O Pecado de Jesus (artigo de Joaquim Queirós, 1)

Espaço Aberto 26-06-2015 22:07
Por Joaquim Queirós
Os nossos olhos e os de toda a gente que segue o Europeu de Futebol dos sub-21 ficam pregados numa figura: o português Bernardo Silva.

Enche os relvados que pisa com a sua arte, a sua classe ainda de um menino, mas um menino virtuoso. Está ali um nome grande que, certamente, não parará por muito tempo no Principado do Mónaco e onde já é quase tão idolatrado como o... Príncipe Alberto.

Ora este “menino d’ouro” andou pelos terrenos do Seixal, à espera que os olhos que mandam se voltassem para ele. Pediu muitas vezes a Deus que Jesus se lembrasse dele…

Mas o treinador não ía lá muito com a sua habilidade de “comer a bola”, das suas estonteantes diagonais e até dos seus golos. Era um garoto. Teria de crescer e aparecer.

O técnico que comandava a matéria humana de muitos quilates da moeda europeia ou do leque de notas do Tio Sam. Havia tempo para esperar e isto de tratar de meninos que ainda usam fraldas, não dá assim muito jeito. É mais prático colocar em campo alguns que não sabiam sequer em que ponto cardeal fica Lisboa e retirar deles o que já outros trabalharam.

O miúdo que continuava sentado no banco à espera da sua hora ou de alguém que se lembrasse de o vir buscar e a seus alguns colegas.

E foi o que fez Leonardo Jardim.
Quando treinou o Sporting conseguia dar uma espreitadela para o outro lado da rua ou ter alguém a espreitar lá pela Outra Banda. E não hesitou, quando lá de longe, do enclave dos casinos, tentou a sorte de comprar o menino e por milhões, milhões que o Benfica aproveitou de imediato.

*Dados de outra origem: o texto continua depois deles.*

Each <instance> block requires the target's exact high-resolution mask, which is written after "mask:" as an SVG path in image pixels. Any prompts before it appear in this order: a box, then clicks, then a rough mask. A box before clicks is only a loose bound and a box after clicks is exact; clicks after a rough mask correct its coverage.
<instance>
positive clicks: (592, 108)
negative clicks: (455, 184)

E Jesus ficou impávido e sereno a inventar a colocação de Pizzi, Samaris ou Fejsa, enquanto o nosso Bernardo dava lustro às chuteiras e começava a distribuir brilho por onde passava. Não tardaria saltar aos olhos do selecionador nacional e logo para a equipa A, brilhando, agora, entre os sub-21 com grande fulgor.

E, assim, surgiu um dos pecados de Jesus. Aliás pecados que são praticados por esse Portugal fora, por muito Judas do futebol português, preterindo jovens com real valor, a necessitar do trabalho dos técnicos, mas que são trocados por uma maioria de pernas de pau e que só conseguem balbuciar um “bom dia”, depois de falharem dois ou três golos.

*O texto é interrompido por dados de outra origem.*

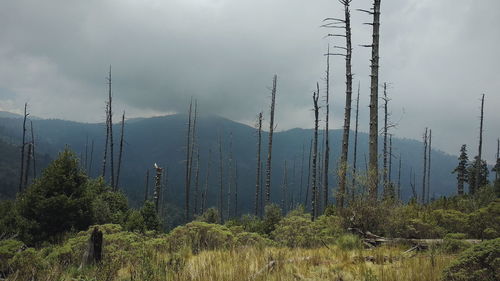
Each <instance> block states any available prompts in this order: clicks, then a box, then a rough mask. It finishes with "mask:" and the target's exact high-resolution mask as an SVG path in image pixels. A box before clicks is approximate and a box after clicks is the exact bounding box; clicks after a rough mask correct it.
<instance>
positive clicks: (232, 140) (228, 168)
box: [227, 132, 233, 219]
mask: <svg viewBox="0 0 500 281" xmlns="http://www.w3.org/2000/svg"><path fill="white" fill-rule="evenodd" d="M232 183H233V132H230V133H229V167H228V184H227V219H230V218H231V187H232V186H231V185H232Z"/></svg>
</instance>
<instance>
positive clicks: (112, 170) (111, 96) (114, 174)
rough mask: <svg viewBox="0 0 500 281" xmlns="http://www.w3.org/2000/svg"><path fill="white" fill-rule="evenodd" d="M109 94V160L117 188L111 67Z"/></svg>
mask: <svg viewBox="0 0 500 281" xmlns="http://www.w3.org/2000/svg"><path fill="white" fill-rule="evenodd" d="M108 85H109V93H108V118H109V160H110V164H111V167H110V169H111V186H112V187H114V186H115V164H114V158H115V154H114V152H113V147H114V142H113V110H112V104H113V100H112V94H111V66H109V77H108Z"/></svg>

Deus, certamente, não perdoará este pecado a Jesus.
O chamado Messizinho do Seixal, que em 10 de agosto fará 21 anos, será uma das muitas pedras no sapato de um treinador que não gostava muito dos jovens, sobretudo os portugueses.

Razão tem Luís Filipe Vieira para ter fé na Academia do Seixal e não se deixar levar por ladaínhas pouco católicas, sobretudo agora que já não pode falar com o Espírito Santo.

Joaquim Queirós, jornalista, foi diretor de O Comércio do Porto e da Gazeta dos Desportos.